An event for members of Worcestershire Mental Health Partnership NHS Trust on June 29 provided some information about the Trust’s plans for the future. The timing of the meeting was unfortunate, in that the plans had been prepared before the change of government, and it was not clear how they related to the new coalition’s ideas about the NHS. Even so, the meeting was revealing.
This was the first NHS-related event that I attended, long before it occurred to me to start a blog, and I did not take detailed notes. As I write this some four months later, it is difficult for me to remember everything about the event. The main presenter was Andrew Ferguson, Associate Director of the Trust. Other Board members and staff were present and took part in the discussion.
The presentation was confusing because its starting point seemed to be a random collection of nice ideas that had appeared out of the blue. Some of the nice ideas were explained quite clearly and had obviously been well thought out, but some were not. I had the impression of patchy tactical planning drifting free from any overall strategic direction.
I asked a question about the decision-making process that had resulted in these plans, but the reply I received was only about the consultations that take place after plans are already prepared. I thought this was unsatisfactory.
Curiously, the title of the event, “Modernising Mental Health Services”, is the same as the title of an old Labour government white paper from the time twelve years ago when Frank Dobson was Secretary of State for Health. The gist of that white paper was that care in the community had failed, and that more people with mental health problems should be treated as in-patients. It was astonishing to hear apparently similar plans being announced by the Trust for less reliance on the Community Mental Health Team (CMHT) and more in-patient facilities.
Some of the plans did appear to make sense. For example, it was suggested that the CMHT could change its focus from maintenance to recovery. That sounds good. It sounds as if patients who are presently being maintained in a state of illness will actually be helped to get better. Some patients would be discharged, we were told, and some shifted to primary care. But it was not clear how “shifting” patients helps them to recover. There seemed to be no clinical basis for this change of focus.
Other plans appeared to indicate worrying deficiencies. For example, one of the bullet points was “Greater clarity around staff roles”, strongly suggesting that there have been recent problems managing clinical staff. Another was, “Service users will have had a planned assessment and agreed treatment plan with defined goals”, strongly suggesting that the present approach may be somewhat haphazard.
Much of the presentation dealt with plans for older adults, with a nod to strategy in the recognition that older adults will form an increasing proportion of the population in future. The solution, it seems, is to build a new hospital in the shape of a doughnut, to make it easier to adapt the building to changing needs. I could not really understand how a hole in the middle of a hospital makes it more adaptable, but Andrew Ferguson seemed very excited by the idea.
Several audience members interrupted the presentation to ask questions, and wide-ranging discussions ensued.
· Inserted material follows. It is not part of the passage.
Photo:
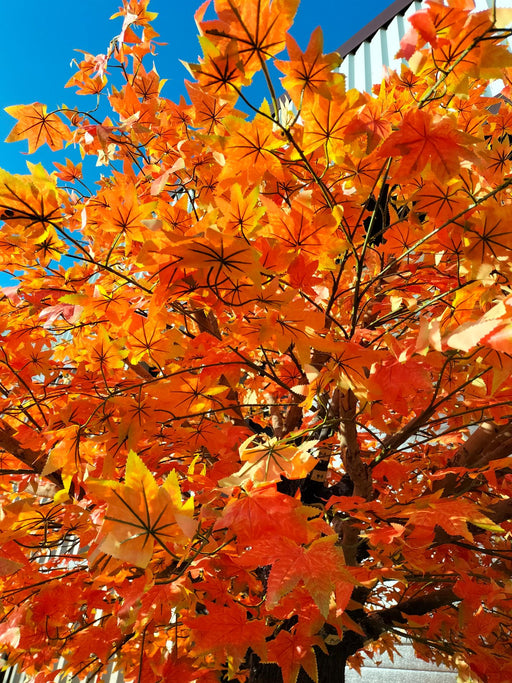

Much of the presentation had to be abandoned for lack of time. Unfortunately, these parts of the presentation were also cut from the version distributed to attendees.
The discussions tended to focus on patient experience and clinical issues rather than on planning. The presenter was therefore out of his depth and just stood around for part of the time while his colleagues took part in the discussions. It would have been better for the Trust to have chosen a presenter who understood the Trust’s work in more detail and who could engage with the public.
I had been looking forward to hearing something about the Improving Access to Psychological Therapies (IAPT) programme, because I think it has the potential to change the picture very substantially in adult mental health. I was disappointed that IAPT, along with several other topics, could not be covered in the time available.
After the meeting I got home just in time to hear the new Care Services Minister, Paul Burstow, being interviewed on the radio programme All in the Mind about mental health. The focus of his replies seemed quite different from the meeting I had just attended. He talked about reducing management costs and re-investing the money saved, about productivity and early intervention, about IAPT and the National Dementia Strategy, about personalized support, and about integration with social care. By comparison, the Trust’s plans seemed limited.